The Old Man put on his hat and moved to the wagon. “We will take our leave, then.”

“Good luck to you, old friend,” Mr. Douglass said, but the Old Man had already turned away and climbed into the wagon. Me and Kagi followed. Then Mr. Douglass turned to the feller with him, Shields Green. He said, “Emperor, what is your plan?”

Emperor shrugged and said simply, “I guess I'll go with the Old Man.” And without another word, Emperor climbed into the wagon next to Kagi.

The Old Man harred up his horses, backed away from Mr. Douglass, turned that wagon 'round, and took his leave. He never spoke to Frederick Douglass or ever mentioned his name again.

All the way back to Harpers Ferry he was silent. I could feel his disappointment. It seemed to surge out of him. The way he held the traces, drove them horses at half-trot through the night, the moon behind him, the silhouette of his beard against the moon, his beard shaking as the horses clopped along, his thin lips pursed tight, he seemed like a ghost. He was just knocked down. I guess we all has our share of them things, when the cotton turns yellow and the boll weevil eats out your crops and you just shook down with disappointment. His great heartbreak was his friend Mr. Douglass. Mine's was his daughter. There weren't no way for them things to go but for how God made 'em to go, for everything God made, all His things, all His treasures, all the things heaven sent ain't meant to be enjoyed in this world. That's a thing
he
said, not me, for I weren't a believer in them times. But a spell come over me that night, watching him eat that bad news.
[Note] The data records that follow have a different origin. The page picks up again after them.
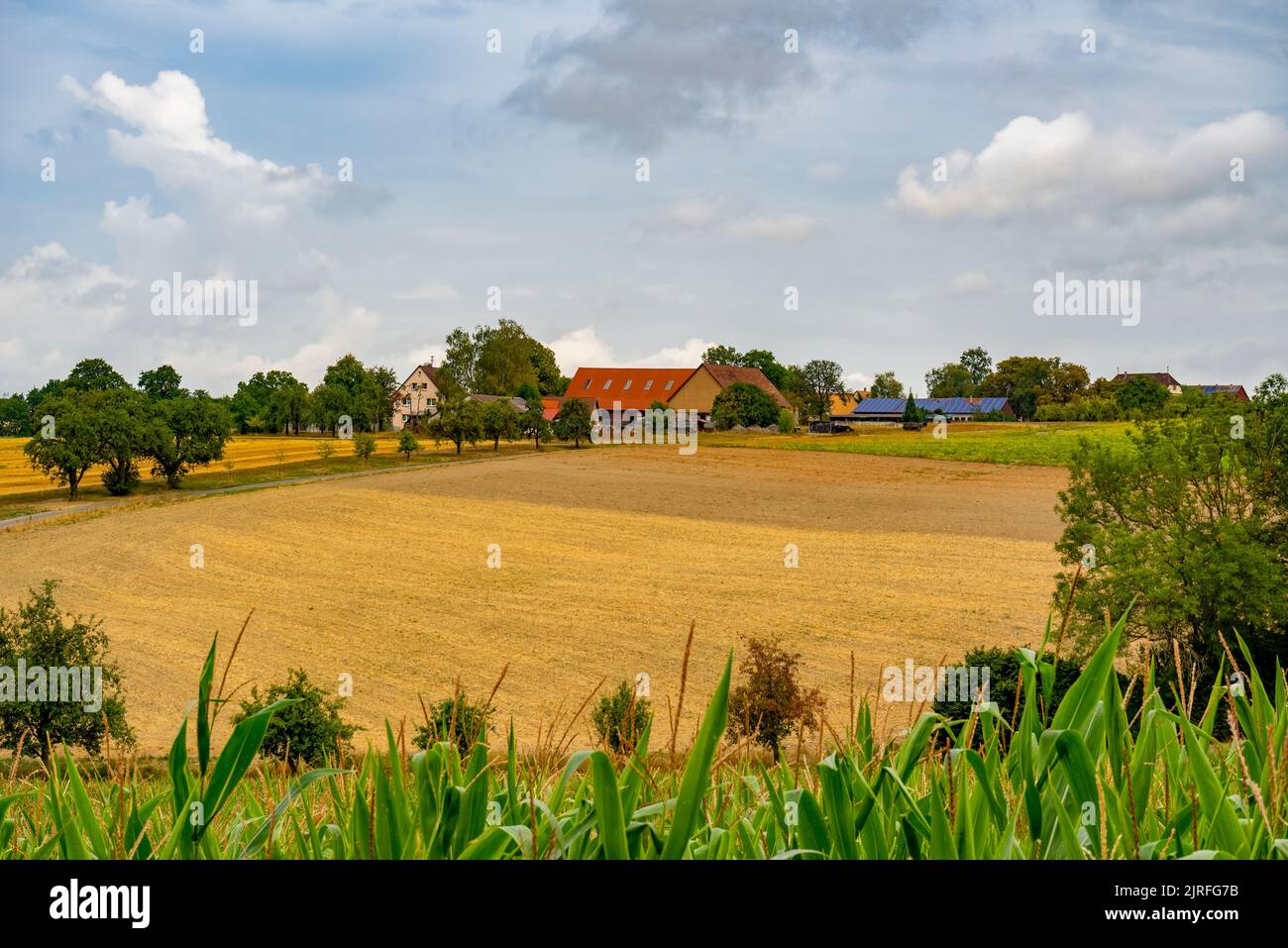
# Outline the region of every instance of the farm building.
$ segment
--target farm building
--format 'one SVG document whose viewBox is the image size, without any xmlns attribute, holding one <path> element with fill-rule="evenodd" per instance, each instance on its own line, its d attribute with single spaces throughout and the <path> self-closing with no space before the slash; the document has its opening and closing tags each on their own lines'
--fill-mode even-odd
<svg viewBox="0 0 1288 948">
<path fill-rule="evenodd" d="M 572 385 L 568 386 L 572 392 Z M 569 398 L 580 398 L 590 408 L 591 415 L 594 415 L 595 408 L 599 407 L 599 401 L 594 395 L 542 395 L 541 397 L 541 413 L 545 416 L 546 421 L 554 421 L 559 410 L 563 408 L 563 403 Z"/>
<path fill-rule="evenodd" d="M 394 395 L 393 428 L 395 431 L 416 424 L 421 415 L 438 411 L 438 390 L 440 381 L 433 361 L 416 366 L 407 380 L 398 386 Z"/>
<path fill-rule="evenodd" d="M 667 408 L 698 412 L 706 424 L 716 395 L 734 383 L 746 383 L 764 390 L 781 408 L 791 410 L 783 393 L 759 368 L 717 366 L 703 362 L 697 368 L 578 368 L 568 384 L 568 394 L 592 397 L 601 410 L 643 411 L 661 402 Z"/>
<path fill-rule="evenodd" d="M 1006 398 L 917 398 L 918 408 L 930 415 L 943 415 L 949 421 L 970 421 L 979 415 L 1001 413 L 1015 417 L 1015 410 Z M 903 419 L 907 398 L 864 398 L 845 417 L 846 421 L 899 421 Z"/>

A little bit of a change. For the Captain took that news across the jibs and brung hisself back to Harpers Ferry knowing he was done in. He knowed he was gonna lose fighting for the Negro,
on account
of the Negro, and he brung hisself to it anyway, for he trusted in the Lord's word. That's strong stuff. I felt God in my heart for the first time at that moment. I didn't tell
him
, for there weren't no use bothering the Old Man with that truth, 'cause if I'd'a done that, I'd'a had to tell him the other part of it, which is that even as I found God, God was talking to me, too, just like He done him, and God the Father was tellin' me to get the hell out. And plus, I loved his daughter besides. I didn't want to throw that on him. I knowed a thing or two right then. Learned it on the spot. Knowed from the first, really, that there weren't no way Mr. Douglass could'a brung hisself to fight a real war. He was a speeching parlor man. Just like I knowed there weren't no way I could'a brung myself to be a real man, with a real woman, and a white woman besides. Some things in this world just ain't meant to be, not in the times we want 'em to, and the heart has to hold it in this world as a remembrance, a promise for the world that's to come. There's a prize at the end of all of it, but still, that's a heavy load to bear.